Here is my attempt at finding a proof that $\lim_{x \to 0}\frac{e^x-1}{x} = 1$. We need to show that $\forall \varepsilon > 0 \, \exists \delta > 0$ such that $ 0 < |x| < \delta \implies |\frac{e^x-1}{x} - 1| < \varepsilon$. We can let $\delta = \min(1,?)$ where $?$ is a function of $\varepsilon$. So $$ \left|\frac{e^x-1}{x} - 1\right| < \varepsilon$$ $$ \left|\frac{e^x-1-x}{x}\right| < \varepsilon$$ The numerator of the function can be bounded by $|x| < \delta \leq 1$: $$ |e^x-1-x| \leq |e^x| + |x| + 1$$ $$ |e^x| + |x| + 1 \leq e + 1 + 1 \leq e + 2$$ But then the $|x|$ is in the denominator so: $$ \frac{|e^x-1-x|}{|x|} \nleq e + 2$$ I am not sure what to do now or if there is a better way to approach this problem. I am new to $\epsilon$-$\delta$ proofs so any help would be greatly appreciated. I am specifically looking for an approach that does not appeal to the derivative definition, $\frac{d}{dx}e^x = e^x$, or the power series $e^x = 1 + x + x^2/2! + \cdots$, wanting to stick only with limits. I am not sure if this is possible, as I assume the definition of $e^x$ must be important to the proof. I had the idea to use something like the squeeze theorem using $\epsilon$-$\delta$, but am not sure which functions to choose.

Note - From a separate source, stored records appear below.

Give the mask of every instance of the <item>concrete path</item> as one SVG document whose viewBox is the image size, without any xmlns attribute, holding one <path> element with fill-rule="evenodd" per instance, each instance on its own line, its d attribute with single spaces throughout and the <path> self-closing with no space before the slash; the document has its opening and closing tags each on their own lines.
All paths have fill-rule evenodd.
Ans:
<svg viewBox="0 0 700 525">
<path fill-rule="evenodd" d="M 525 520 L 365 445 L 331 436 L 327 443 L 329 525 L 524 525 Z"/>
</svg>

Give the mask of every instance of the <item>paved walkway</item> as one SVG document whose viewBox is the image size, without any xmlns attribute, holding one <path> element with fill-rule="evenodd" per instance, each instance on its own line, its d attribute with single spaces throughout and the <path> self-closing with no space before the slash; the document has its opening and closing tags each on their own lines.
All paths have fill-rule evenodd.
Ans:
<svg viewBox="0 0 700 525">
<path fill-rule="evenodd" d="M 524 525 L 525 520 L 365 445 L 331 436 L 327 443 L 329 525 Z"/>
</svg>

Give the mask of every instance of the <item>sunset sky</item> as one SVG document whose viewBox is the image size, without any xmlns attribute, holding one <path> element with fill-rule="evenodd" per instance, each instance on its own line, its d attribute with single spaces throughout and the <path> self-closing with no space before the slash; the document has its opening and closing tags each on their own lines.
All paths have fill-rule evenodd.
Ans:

A definition of $e$ that might work (since it is a limit and does not involve derivatives) is $$ e = \lim_{n \to \infty}\left(1 + \frac{1}{n} \right)^{n}$$ But I am not sure how this definition could be used in the $\epsilon$-$\delta$ proof.

Answer 1

If you like $\lim_{n\to \infty}(1+\frac{1}{n})^n$ as the definition of $e$, would taking $e^x := \lim_{n\to \infty}(1+\frac{x}{n})^n$ be acceptable? If it is, then you can deduce the limit using only the binomial theorem and the sum of a geometric series:

For $n \geq 2$, let $\epsilon_n(x) = (1+\frac{x}{n})^n-1-x$. Then $$ \begin{split} \epsilon_n(x) &= (1+\frac{x}{n})^n-1-x = \sum_{k=0}^n \binom{n}{k}\frac{x^k}{n^k}-1-x\\ &=\sum_{k=2}^n\frac{n(n-1)\ldots(n-k+1)}{n^k}.\frac{x^k}{k!}\\ \end{split} $$ Now since $1/(1+1)!= 1/2^1$, it follows by induction that $1/(l+1)!\leq 1/2^l$, hence find that for $n\geq 2$ and $|x|<2$ $$ \begin{split} |\epsilon_n(x)| &\leq \sum_{k=2}^n\frac{n}{n}\frac{(n-1)}{n}\ldots \frac{(n-k+1)}{n}\frac{|x|^k}{k!}\\ &\leq \sum_{k=2}^n \frac{|x|^k}{k!} =|x|\sum_{l=1}^{n-1}\frac{|x|^{l}}{(l+1)!} \leq |x|\sum_{l=1}^{n-1} (\frac{|x|}{2})^l\\ &\leq |x|\sum_{l=1}^{\infty}(\frac{|x|}{2})^l = |x|(\frac{|x|/2}{1-|x|/2})=\frac{|x|^2}{2-|x|} \end{split} $$ But by definition, $\epsilon_n(x) \to e^x-1-x$ as $n \to \infty$, hence it follows that $|e^x-1-x|\leq \frac{|x|^2}{2-|x|}$, and hence $$ |\frac{e^x-1}{x}-1|\leq \frac{|x|}{2-|x|} \to 0 \text{ as } x\to 0, $$ hence $\lim_{x\to 0} \frac{e^x-1}{x} = 1$ as required.